Rhetorical devices are techniques used to persuade through logic, emotion, or character. Examples include hyperbole, personification, and syllogism. They are often combined in political speeches and ads to convince the audience.
A rhetorical device is a technique used in speech to convey ideas and messages persuasively. Several rhetorical devices are classified as related to logos, pathos and ethos. Logos is an appeal to logic, pathos is an appeal to emotion, and ethos is an appeal to the perception of the speaker’s character. An example of a rhetorical device is hyperbole, which is essentially exaggeration for emotional effect. Several rhetorical devices are often combined in political speeches and advertisements to persuade the listener or reader to accept an argument.
The definition of rhetorical device is a technique used to convey information in a persuasive manner. These devices are methods set up to present information for a logical or emotional effect. They can also be used to deny the emotional impact of ideas or arguments. For example, a politician who supports the legalization of hunting an animal may use a euphemism to reduce the emotional impact of the action. The word “killing” is emotionally neutral compared to a word like “murder” or “killing”, which have the same logical meaning.

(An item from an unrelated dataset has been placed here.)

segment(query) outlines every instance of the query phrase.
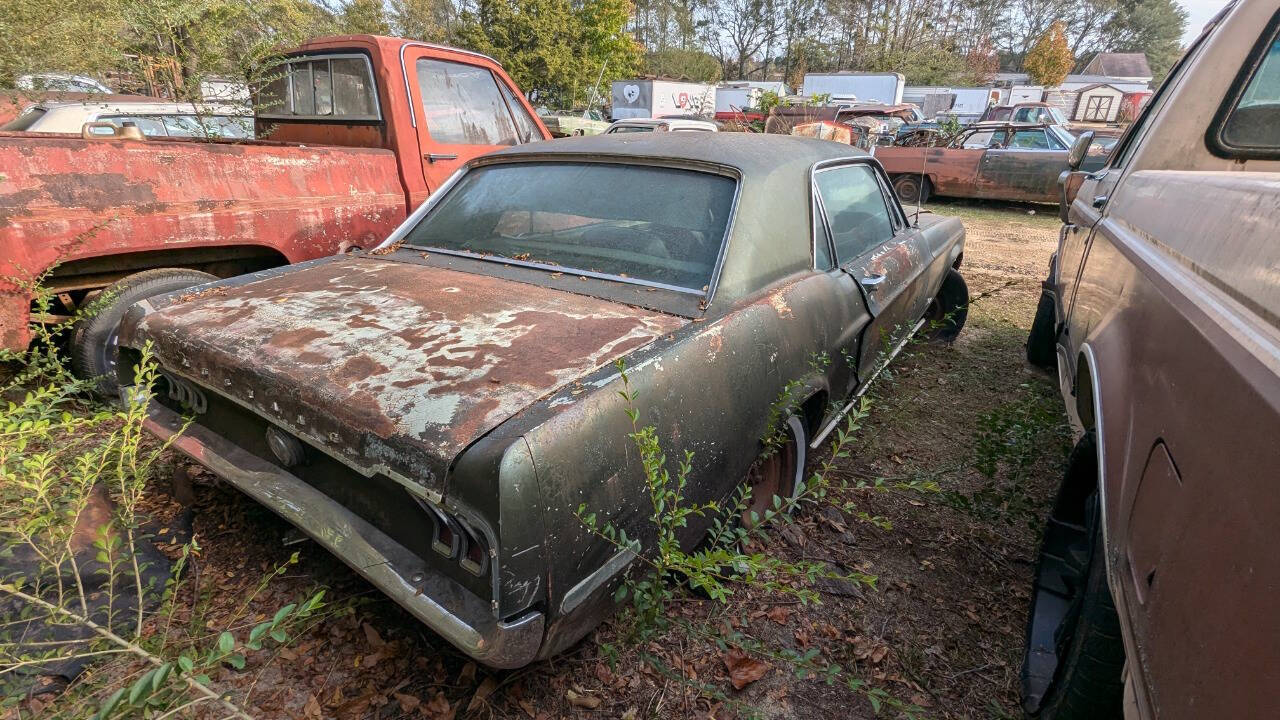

Pathos is the appeal to emotion and different devices can be used to appeal to this area of rhetoric. A rhetorical device related to pathos is personification. For example, a politician might say that “the country’s welfare system lies abandoned like an orphaned and sick child, and it’s time to take it back”. This rhetorical device allows the speaker to create an emotional response to an unemotional topic by speaking about it as if it were human. Listeners and readers can then associate the emotion felt for the orphaned child rhetoric with the abandonment of the welfare system.
Ethos is an area of rhetoric relating to the character of the speaker and different devices can be used to appeal to it. Hyperbole is a rhetorical device that can be used to influence listeners or readers’ perception of a person’s character. Politicians can use it to exaggerate their own successes or an opponent’s failures. For example, a politician may denounce his opponent’s “unintentional destruction of everything we hold dear” if the opponent has proposed the sale of the country’s forests. The actual action may have sound reasons behind it, and it’s certainly not related to “everything we hold dear,” but the exaggeration makes the opponent look like a monster.
Appeals to logos are the last main group of devices, related to the rationale for a decision. A syllogism is the most common rhetorical device used to appeal to logic. This is a three-part argument where the conclusion is definitely true given the truth of two premises. For example, an advertisement may state, “Mint X cures bad breath and bad breath can keep you from making friends, so mint X helps you make friends.” If the listener accepts that mint cures bad breath and that bad breath can keep you from making friends, the listener must accept that mint helps people make friends in some way.